Well the ALXN trial results are out, and I listened to some of the CC.
These are early results and they are fairly complex. So far they have only analyzed the MB-CK and death numbers, not the other endpoints.
First the bad news. They missed some endpoints and only the bolus plus infusion arm showed any efficacy at all. So if this was a Phase III they would be in some trouble. However this was a Phase II, and the good news is that they showed some fairly clear efficacy where it counts.

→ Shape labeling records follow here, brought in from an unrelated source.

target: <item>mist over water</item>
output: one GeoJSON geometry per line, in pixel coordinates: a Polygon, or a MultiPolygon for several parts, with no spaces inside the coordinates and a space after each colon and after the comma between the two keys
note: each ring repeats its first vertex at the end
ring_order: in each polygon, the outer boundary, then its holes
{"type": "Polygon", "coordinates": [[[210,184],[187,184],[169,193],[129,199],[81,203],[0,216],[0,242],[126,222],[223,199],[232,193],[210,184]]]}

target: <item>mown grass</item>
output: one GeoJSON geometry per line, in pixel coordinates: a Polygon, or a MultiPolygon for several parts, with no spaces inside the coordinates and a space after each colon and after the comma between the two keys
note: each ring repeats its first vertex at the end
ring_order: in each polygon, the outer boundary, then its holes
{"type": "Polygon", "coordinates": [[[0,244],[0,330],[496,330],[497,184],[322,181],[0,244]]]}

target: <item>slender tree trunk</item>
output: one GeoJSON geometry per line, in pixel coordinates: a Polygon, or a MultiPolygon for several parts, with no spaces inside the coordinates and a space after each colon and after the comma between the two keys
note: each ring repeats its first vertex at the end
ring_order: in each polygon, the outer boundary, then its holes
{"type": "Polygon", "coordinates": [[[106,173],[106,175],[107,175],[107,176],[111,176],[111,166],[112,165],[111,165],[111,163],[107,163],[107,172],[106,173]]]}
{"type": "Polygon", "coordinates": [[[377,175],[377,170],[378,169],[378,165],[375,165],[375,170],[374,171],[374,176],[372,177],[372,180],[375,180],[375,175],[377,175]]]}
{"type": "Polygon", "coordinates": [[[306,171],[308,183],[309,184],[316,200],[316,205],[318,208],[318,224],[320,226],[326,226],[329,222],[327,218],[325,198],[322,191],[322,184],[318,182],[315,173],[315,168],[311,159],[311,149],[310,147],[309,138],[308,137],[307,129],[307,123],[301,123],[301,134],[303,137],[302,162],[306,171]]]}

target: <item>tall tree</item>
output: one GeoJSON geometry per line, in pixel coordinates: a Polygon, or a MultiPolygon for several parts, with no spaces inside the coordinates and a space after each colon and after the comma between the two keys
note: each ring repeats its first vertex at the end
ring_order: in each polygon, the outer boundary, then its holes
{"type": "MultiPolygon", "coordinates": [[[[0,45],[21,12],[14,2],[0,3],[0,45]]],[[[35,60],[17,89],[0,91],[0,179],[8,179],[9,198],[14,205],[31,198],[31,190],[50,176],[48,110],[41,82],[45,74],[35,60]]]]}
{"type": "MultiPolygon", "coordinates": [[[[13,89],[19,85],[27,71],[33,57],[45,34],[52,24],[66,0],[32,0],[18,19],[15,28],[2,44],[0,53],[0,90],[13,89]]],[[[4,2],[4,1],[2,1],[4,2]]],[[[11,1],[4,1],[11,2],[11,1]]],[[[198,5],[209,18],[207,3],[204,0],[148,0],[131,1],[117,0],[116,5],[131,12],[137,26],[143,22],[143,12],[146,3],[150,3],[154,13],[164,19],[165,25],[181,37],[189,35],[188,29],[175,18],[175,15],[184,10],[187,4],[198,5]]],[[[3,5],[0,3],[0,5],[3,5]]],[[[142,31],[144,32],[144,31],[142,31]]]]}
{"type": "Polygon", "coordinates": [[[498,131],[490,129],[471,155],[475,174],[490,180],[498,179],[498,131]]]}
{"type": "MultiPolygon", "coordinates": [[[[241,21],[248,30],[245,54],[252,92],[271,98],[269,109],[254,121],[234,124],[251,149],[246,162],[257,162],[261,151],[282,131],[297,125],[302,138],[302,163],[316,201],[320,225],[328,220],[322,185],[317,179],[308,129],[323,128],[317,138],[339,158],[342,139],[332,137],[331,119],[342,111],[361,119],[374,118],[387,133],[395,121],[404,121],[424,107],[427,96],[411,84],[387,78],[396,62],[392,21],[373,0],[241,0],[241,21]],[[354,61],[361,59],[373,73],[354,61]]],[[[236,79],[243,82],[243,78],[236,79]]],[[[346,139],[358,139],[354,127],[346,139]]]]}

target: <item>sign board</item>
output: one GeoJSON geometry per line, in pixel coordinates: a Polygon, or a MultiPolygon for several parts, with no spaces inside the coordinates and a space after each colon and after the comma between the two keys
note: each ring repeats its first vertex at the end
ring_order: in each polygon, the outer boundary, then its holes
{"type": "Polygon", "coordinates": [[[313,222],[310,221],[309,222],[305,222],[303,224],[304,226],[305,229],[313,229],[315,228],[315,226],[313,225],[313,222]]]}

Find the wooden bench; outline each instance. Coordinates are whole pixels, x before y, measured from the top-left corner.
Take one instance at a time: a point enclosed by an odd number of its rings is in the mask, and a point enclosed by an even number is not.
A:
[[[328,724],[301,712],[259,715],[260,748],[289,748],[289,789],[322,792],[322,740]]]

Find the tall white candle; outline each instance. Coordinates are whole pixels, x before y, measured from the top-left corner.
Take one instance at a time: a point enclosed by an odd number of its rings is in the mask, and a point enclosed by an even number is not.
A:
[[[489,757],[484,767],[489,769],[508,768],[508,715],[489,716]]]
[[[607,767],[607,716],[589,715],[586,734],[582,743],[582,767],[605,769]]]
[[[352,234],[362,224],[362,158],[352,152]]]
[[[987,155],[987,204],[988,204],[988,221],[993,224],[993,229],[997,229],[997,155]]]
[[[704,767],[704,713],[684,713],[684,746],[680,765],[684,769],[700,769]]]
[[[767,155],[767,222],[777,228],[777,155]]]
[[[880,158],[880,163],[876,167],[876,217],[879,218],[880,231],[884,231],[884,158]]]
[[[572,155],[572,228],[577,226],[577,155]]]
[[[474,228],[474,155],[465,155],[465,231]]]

What's happened is that the surgery apparently released a bunch of CK-MB in everyone (surprise!). Not surprisingly, the drug didn't do anything to prevent this. They showed a plot of _peak_ CK-MB readings, drug vs. placebo. There's a sharp peak at low levels (from the surgery) where there is no differentiation at all between placebo and drug. As you go out further (higher peak readings), however, the drug and placebo clearly diverge. At say 100 ng/ml (20x normal) you get a significant divergence between drug and placebo. (The divergence is also there significantly at somewhat lower levels). This is a level that is apparently historically associated with a 4-5x increase in mortality.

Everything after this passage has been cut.